Published Tuesday, February 7, 2012
Two NIST fire experts traveled to Houston shortly after the April 12, 2009, fire in a one-story ranch-style home located on the east side of the city. They examined the site and collected data about the behavior of the fire and the factors impacting that behavior—in particular, the wind at the time—in order to unravel the events that led to the deaths of the two men.
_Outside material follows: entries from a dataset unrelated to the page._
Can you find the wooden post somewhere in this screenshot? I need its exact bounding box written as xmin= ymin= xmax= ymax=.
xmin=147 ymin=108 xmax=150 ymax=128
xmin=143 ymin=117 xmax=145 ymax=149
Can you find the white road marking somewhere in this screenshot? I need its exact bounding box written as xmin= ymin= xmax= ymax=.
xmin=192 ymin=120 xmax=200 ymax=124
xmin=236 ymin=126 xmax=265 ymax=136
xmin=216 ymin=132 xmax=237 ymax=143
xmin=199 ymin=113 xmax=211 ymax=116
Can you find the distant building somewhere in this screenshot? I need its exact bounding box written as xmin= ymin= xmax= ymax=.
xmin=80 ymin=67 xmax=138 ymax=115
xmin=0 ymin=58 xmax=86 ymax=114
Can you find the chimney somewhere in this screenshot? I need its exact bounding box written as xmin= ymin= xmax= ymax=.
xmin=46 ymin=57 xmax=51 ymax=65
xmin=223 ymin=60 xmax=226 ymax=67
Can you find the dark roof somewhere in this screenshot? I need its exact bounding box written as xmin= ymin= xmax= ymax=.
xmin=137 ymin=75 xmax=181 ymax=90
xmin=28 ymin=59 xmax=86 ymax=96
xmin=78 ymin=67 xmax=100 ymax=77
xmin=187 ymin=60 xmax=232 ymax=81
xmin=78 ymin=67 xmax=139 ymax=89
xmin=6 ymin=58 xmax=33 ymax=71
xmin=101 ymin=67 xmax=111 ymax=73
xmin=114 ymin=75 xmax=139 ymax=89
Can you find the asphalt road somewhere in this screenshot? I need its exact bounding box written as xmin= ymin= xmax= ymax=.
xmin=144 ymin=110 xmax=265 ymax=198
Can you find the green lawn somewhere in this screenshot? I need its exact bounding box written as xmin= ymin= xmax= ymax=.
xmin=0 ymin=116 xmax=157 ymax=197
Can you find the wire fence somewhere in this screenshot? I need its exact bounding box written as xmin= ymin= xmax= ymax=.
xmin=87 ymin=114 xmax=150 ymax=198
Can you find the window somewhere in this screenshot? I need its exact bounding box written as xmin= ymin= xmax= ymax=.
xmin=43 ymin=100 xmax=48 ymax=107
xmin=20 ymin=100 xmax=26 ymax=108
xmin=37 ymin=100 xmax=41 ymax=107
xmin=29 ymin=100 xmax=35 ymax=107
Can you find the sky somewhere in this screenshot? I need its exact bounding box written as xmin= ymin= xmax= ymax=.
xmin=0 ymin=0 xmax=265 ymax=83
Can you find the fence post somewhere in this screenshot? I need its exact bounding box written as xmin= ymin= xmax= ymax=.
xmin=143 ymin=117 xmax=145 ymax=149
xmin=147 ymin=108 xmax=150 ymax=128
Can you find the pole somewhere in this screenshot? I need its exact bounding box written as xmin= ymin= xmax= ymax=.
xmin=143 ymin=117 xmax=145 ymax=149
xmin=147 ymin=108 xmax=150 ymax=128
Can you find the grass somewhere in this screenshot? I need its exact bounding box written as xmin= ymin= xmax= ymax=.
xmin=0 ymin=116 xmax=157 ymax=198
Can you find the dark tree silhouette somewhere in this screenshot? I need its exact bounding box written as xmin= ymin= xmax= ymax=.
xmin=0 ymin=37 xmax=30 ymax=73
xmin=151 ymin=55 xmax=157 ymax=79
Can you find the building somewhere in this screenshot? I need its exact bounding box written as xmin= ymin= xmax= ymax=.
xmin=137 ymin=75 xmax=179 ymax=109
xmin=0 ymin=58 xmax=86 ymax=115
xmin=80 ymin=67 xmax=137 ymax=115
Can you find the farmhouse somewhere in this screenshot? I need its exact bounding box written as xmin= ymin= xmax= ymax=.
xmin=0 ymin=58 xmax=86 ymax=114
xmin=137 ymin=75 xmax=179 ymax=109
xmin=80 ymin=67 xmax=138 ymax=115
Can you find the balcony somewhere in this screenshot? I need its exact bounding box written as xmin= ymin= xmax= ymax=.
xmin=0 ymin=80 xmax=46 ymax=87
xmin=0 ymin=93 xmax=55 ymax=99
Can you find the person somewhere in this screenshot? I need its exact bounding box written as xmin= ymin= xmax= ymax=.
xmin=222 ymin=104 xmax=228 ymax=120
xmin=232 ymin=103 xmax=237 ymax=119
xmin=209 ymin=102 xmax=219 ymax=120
This was accomplished by creating sophisticated computer models of the fire and then visualizing them using two popular NIST software tools: the Fire Dynamics Simulator (FDS), which numerically characterizes the movement of smoke and hot gases caused by fire, wind and ventilation systems; and Smokeview, which displays the FDS calculation results as animations. The simulations portrayed two different scenarios of the Houston fire. The first demonstrated the actual conditions that firefighters experienced that day, including the contributing role of wind, while the second was intended to show how the fire may have behaved in the absence of wind. The wind-included scenario indicated that the fire followed a wind-driven flow path between the den and the front door after the failure of a large span of windows in the den. Floor-to-ceiling temperatures rapidly increased—in some areas, in excess of 260 degrees Celsius (500 degrees Fahrenheit)—in this flow path where multiple crews of firefighters were working. In the NIST simulation that excluded wind, the flow path was not created, and the temperatures and conditions where the firefighters were working were significantly less hazardous.